I want to transfer between two planets using Hohmann transfers and the patched conic approach. However, I am struggling to figure out how long I have to wait at the starting planet (say Uranus) until I can return home (to Earth). I am choosing Uranus because earth's orbit is many times shorter than it.

What I have so far is that I need the initial angle between the planets when I arrived at Uranus on the transit from Earth, and I need something about the relative angular rates of both Earth and Uranus. But, nothing that I am coming up with gives me a reasonable answer. Many give me negative time values.

From Eq. 22 on page 11 of lecture #6 notes from Virginia Tech's Astromechanics course AOE4134, I was able to find an equation:

$$ wait\ time =\frac{\phi_0+\omega_1*t_{transfer}-\pi}{\omega_2 - \omega_1}, $$


  • The initial angular separation between Earth and Uranus when the craft arrives at Uranus is $ \phi_0$

  • $\omega_1$ is the angular rate of Earth.

  • $\omega_2$ is the angular rate of Uranus.

  • $t_{transfer}$ is the time to transfer between the planets on the Hohmann orbit.

The problem with this is that it gives me a negative time and I don't know how I am misunderstanding it to get the wrong time.

TLDR: I need an equation that will give me how long I have to wait at a planet to transfer to another planet.

  • $\begingroup$ Interesting question! Can you add a mention, citation, or link to where you found the equation? Thanks! $\endgroup$
    – uhoh
    Commented Feb 23, 2018 at 0:37
  • $\begingroup$ I pulled the equation from Lecture 6 Page 11. The main website is a class on astromechanics that was taught at virginia tech. the link is: www.dept.aoe.vet.edu/~lutze/AOE4134 $\endgroup$ Commented Feb 23, 2018 at 16:32
  • $\begingroup$ Thanks, these are great! "add" means add to the question, since in SE comments should be considered temporary and could be removed in the future. This doesn't happen often, but if it's important information always put it back into the original post. $\endgroup$
    – uhoh
    Commented Feb 23, 2018 at 23:56

2 Answers 2


I'm merely a KSP player, not NASA but I think I understand the problem here:

Looking at the numerator of your equation you are working backwards from the planned arrival. Hence the -Pi term because the departure is Pi radians before the arrival. The other terms could be small--thus driving the numerator negative.

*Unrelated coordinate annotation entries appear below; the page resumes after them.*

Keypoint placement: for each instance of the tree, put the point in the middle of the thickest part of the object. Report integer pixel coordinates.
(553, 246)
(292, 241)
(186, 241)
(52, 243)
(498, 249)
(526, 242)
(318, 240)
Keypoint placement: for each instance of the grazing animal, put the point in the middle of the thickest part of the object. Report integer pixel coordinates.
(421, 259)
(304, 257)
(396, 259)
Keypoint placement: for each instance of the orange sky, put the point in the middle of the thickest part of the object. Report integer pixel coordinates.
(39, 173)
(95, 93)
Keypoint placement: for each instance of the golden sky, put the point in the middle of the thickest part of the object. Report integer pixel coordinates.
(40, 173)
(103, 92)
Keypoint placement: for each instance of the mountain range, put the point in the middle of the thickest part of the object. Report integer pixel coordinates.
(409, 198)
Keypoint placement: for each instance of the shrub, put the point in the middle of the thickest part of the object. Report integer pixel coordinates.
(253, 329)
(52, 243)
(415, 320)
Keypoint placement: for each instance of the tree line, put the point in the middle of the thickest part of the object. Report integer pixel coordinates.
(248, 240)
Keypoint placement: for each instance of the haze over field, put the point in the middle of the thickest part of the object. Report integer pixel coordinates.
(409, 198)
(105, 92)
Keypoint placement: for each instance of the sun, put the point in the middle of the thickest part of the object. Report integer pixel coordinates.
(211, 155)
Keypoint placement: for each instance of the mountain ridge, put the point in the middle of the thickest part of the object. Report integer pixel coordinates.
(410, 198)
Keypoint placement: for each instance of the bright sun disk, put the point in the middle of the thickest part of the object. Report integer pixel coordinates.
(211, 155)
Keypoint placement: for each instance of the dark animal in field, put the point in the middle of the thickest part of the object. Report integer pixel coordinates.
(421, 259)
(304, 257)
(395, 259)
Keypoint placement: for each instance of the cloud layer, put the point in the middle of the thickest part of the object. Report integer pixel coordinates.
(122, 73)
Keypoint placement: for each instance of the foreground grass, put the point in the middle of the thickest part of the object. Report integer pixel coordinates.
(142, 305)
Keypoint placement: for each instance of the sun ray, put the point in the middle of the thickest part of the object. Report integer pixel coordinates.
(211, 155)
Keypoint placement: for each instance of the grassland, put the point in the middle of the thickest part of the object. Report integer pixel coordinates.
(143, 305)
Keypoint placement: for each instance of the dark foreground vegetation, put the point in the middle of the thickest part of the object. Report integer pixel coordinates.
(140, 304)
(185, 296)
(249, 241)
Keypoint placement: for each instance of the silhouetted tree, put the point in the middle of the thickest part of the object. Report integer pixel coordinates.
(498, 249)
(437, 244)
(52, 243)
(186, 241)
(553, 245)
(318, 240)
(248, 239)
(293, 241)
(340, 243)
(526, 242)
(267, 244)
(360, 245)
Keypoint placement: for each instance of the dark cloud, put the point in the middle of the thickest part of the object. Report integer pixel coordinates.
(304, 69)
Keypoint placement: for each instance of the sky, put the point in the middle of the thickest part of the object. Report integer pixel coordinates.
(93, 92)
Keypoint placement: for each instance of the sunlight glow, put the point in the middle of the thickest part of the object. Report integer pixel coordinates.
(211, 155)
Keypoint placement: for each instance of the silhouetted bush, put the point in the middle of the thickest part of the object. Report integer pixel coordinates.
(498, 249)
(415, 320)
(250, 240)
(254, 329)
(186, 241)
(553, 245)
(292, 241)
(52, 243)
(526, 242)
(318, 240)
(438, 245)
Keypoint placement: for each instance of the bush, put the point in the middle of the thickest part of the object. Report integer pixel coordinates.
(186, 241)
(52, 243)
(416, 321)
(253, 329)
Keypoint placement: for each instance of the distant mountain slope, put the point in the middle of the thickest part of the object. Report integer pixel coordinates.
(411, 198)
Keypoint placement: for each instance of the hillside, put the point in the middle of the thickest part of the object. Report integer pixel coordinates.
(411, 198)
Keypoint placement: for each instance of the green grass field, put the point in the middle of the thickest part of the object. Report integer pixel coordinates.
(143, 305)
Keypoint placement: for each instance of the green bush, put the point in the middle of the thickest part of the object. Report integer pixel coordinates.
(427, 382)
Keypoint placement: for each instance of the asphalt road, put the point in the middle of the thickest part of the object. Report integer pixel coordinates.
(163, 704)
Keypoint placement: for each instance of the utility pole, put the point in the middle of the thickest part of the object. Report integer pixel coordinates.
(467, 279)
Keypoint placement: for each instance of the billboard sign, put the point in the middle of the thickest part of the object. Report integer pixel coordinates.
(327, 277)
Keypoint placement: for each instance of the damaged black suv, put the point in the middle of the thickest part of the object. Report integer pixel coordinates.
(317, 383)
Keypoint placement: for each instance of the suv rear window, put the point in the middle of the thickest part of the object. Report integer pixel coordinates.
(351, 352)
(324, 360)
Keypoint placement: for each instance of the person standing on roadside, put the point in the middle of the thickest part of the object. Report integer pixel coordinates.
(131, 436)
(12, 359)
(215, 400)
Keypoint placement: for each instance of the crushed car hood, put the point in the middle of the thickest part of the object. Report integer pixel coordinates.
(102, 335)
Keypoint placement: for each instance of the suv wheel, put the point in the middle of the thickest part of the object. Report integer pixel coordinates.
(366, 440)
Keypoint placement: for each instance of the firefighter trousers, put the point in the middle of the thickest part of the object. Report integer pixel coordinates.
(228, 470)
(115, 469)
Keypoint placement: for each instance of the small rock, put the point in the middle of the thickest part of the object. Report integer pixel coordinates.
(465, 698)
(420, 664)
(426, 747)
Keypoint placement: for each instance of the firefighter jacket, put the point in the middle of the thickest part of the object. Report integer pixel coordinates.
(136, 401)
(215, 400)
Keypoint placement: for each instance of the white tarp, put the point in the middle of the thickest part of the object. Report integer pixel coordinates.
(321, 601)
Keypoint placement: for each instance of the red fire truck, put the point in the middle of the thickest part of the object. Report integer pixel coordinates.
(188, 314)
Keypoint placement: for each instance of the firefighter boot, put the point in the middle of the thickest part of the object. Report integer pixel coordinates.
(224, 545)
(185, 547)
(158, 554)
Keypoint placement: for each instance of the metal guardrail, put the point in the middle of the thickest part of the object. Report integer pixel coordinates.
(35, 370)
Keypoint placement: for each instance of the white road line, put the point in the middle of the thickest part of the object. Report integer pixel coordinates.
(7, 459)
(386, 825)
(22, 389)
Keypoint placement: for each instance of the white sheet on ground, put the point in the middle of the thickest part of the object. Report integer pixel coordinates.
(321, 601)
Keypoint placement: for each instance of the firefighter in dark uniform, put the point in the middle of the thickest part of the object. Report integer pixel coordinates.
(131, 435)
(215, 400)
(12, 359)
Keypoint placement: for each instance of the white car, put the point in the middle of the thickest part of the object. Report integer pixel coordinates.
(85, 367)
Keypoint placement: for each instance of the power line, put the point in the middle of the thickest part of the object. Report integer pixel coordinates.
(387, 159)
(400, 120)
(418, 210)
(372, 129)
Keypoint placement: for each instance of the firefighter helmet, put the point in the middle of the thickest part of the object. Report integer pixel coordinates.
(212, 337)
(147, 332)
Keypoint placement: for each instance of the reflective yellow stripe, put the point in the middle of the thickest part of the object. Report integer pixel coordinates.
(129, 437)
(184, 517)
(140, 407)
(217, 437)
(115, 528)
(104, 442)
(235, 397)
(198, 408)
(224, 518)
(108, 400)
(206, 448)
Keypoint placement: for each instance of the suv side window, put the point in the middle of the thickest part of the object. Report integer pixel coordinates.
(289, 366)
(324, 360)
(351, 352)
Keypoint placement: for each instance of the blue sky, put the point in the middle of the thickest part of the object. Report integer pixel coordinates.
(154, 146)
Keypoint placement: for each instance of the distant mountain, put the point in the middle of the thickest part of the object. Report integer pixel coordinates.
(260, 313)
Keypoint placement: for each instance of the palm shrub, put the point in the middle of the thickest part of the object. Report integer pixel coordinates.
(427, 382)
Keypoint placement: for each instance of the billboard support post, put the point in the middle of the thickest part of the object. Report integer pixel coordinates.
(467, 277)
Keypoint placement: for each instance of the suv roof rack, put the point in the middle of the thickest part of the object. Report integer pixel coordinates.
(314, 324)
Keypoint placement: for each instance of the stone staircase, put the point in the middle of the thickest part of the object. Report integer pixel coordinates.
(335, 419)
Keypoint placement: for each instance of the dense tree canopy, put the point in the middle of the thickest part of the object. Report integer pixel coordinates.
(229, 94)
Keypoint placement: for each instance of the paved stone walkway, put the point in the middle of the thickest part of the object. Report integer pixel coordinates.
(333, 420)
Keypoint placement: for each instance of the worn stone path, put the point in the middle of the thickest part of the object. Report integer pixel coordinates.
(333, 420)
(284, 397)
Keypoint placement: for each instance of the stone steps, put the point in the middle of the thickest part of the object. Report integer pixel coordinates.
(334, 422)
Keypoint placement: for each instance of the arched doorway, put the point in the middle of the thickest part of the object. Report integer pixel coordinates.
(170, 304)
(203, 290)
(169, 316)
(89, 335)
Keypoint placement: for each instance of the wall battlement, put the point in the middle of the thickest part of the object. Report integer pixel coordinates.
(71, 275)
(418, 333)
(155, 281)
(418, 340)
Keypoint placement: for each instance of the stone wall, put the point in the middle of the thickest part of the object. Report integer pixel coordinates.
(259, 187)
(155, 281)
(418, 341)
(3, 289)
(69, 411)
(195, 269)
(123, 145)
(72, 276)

What does this mean? You missed the launch window. (Yeah, you might not have had a chance to catch it.)

Solution? Wait for the next launch window. I'm going on shaky ground here but I think the answer is to add 2 * Pi to the numerator.


I looked at those lecture #6 notes. You aren't quoting equation 22 as it is written in the notes. Your denominator will always be negative (earth's angular rate being greater than Uranus'), In equation 22 the pi term is (1+2k)pi, where k can be chosen positive or negative to make the signs work out. Does that help?